Now the first two lines of that code block set “the place” (a temporary variable) to the other side of the wooden door, that is The Chamber. Then, regardless of which branch of the “if” we go through, we have to evaluate “way through the item,” which calls the second code block with the argument “threshold” set to the item, which was set to the wooden door.
The second code block now does this:
“far side” gets set to the other side of the wooden door, which is the Chamber;
way gets set to “the best route” from the location (the Antechamber, where the player is) to the Chamber, using even locked doors, which is west;
since west is a direction, the function call returns west.
This all is basically a way of asking “Which direction is the door we’re talking about from the room the player is in?”
OK, back to the first code block. There’s a test here for if “the place” (the Chamber) is visited, which is a built-in property that determines whether the player has been there.

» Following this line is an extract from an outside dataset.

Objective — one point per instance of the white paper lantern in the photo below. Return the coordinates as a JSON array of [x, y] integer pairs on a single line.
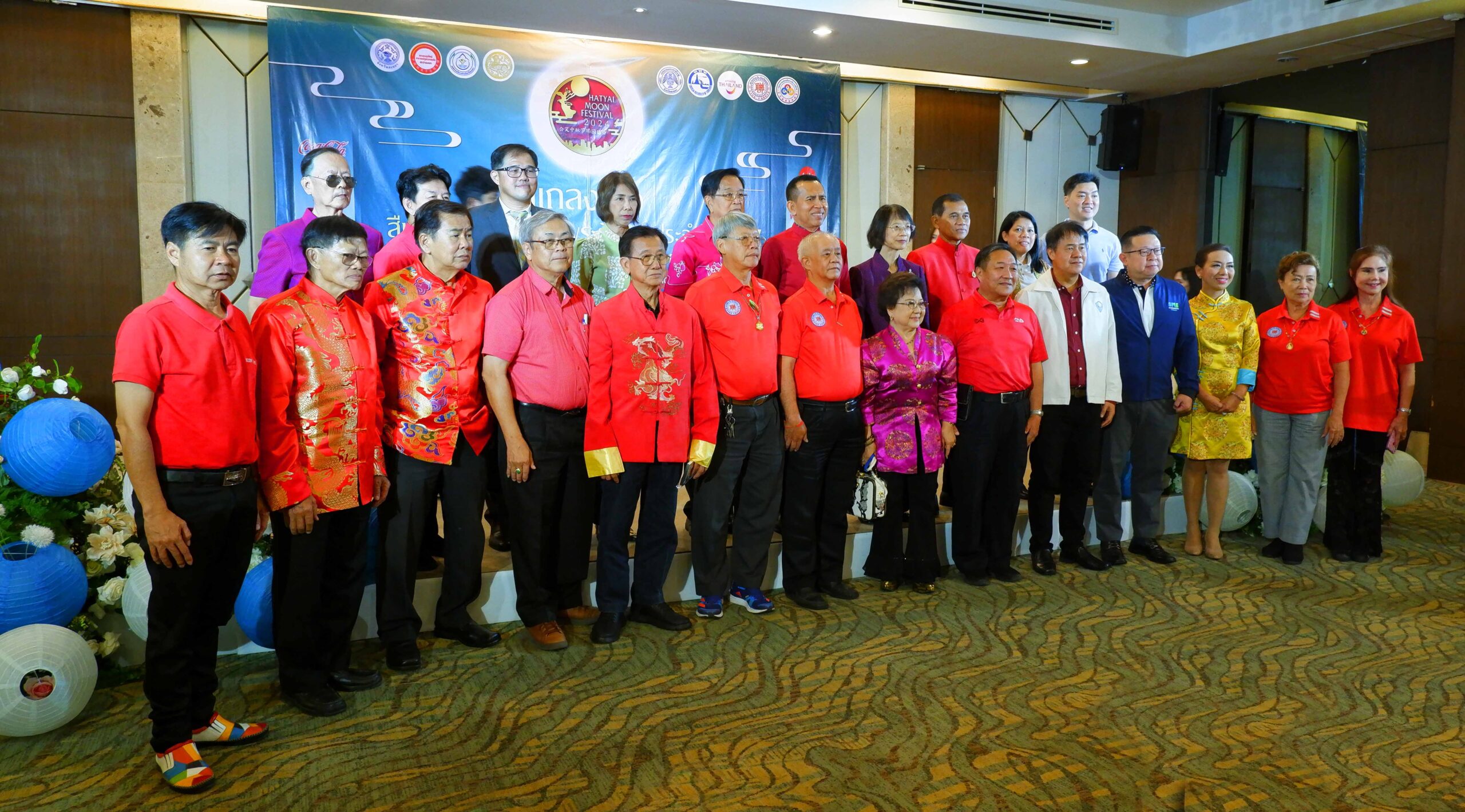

If the Chamber has been visited, it says “[way through the item] to [the place in lower case]” which is “west to the chamber”. If not, it just says “[way through the item]” which is west.
So, basically, this means that the room description will say “Nearby a wooden door leads west” if you haven’t been to the chamber, and “Nearby a wooden door leads west to the chamber” if you have been to the chamber and so what’s there. And it automates this for every door. So you don’t need this if you aren’t trying to automate the descriptions of doors in this way.
BTW, there are a couple of things here that I think may have been necessary for older versions of Inform, or that I wouldn’t do (like I know how to code Inform better than Emily Short, ha). One thing is that the first code block is something that applies only to doors, since “other side” is a property that only makes sense for doors. So I’d change “(item - a thing)” to “(item - a door)” to make sure I don’t try to invoke this with something that isn’t a door. Also, I don’t think “let place be a random room” is necessary; it should be possible to use the next line to set the place directly to the other side of the item.